Now that you know the correct position, let’s talk about how it transitions to the water. “This air-squat movement should be the exact same movement you use to land on your board.” says Kyle. “Landing this way will help make your landings feel softer, and put you in a safe position to take impact and receive load. It will put your body in a great position to ride away from your tricks. Not only will landing in this way will help keep you injury-free, but your landings will become more consistent too.”

Start Smart with Shawn Watson

Training in the Offseason
Easing into the season will help keep you injury-free. Bill Doster

Let’s be honest here, we all know that it’s going to take some time to get your sea legs back after a long, cold landlocked off-season. To help you get your tricks back quickly and safely, we’ve teamed up with Shawn Watson to guide you through this process.

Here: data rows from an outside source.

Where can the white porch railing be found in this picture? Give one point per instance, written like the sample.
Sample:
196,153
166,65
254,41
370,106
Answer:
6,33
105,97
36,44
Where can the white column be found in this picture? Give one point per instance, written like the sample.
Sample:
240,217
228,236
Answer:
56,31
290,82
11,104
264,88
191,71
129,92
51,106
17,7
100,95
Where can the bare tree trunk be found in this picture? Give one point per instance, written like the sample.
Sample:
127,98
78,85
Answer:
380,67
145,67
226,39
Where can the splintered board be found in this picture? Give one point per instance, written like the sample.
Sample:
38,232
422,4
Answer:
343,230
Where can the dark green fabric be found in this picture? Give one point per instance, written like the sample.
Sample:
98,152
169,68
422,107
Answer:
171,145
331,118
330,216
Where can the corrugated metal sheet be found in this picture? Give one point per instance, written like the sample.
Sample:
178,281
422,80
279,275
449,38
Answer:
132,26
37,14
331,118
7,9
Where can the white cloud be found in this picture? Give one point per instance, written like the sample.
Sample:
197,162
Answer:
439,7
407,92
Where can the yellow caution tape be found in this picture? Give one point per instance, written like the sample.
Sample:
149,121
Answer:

Most of all, don’t rush back into your hard tricks right away. Have a plan and ease into it. “I didn’t listen to my elders as a kid, and now wish that I had,” says Watson. “I’ve had two serious knee injuries in which both happened at the start of my set with no warm-up prior to my ride. Looking back, had I listened and had a legit pre-ride warm-up, I could’ve prevented a lot of injuries.”

So how do you warm up? The answer is simple. Start off small and incremental. You can even start out with some basic carves and ollies, then do them switch — it all depends on what level you’re at. Watson says: “I typically starting off with simple grabs, 180s, and some basic spins and flips. You want to make sure that you’re confident and in control edging into the wake so you’ve got your timing down.”

Once you’ve warmed up, take a moment to make sure that all of the separate pieces of your harder tricks work individually before you put them all together. “Before going straight into an indy tantrum to blind, for example, I’d take a few steps to get the basics dialed,” says Watson. “First I’d make sure I was fully comfortable with my indy tantrum and landing it with ease, then I’d build up my heelside backside 180s. I’d start with a few inside out — ollieing early from inside the wakes and landing down the face of the wake, then take it wake to wake, and then add an indy grab to it. Once I feel comfortable with that, I’d move onto the indy tantrum to blind, and incorporate all of the above into one.”

This principle can be applied to any trick you’d like to recover. Armed with this knowledge, you should start progressing even earlier in the season, setting you up for the best summer ever.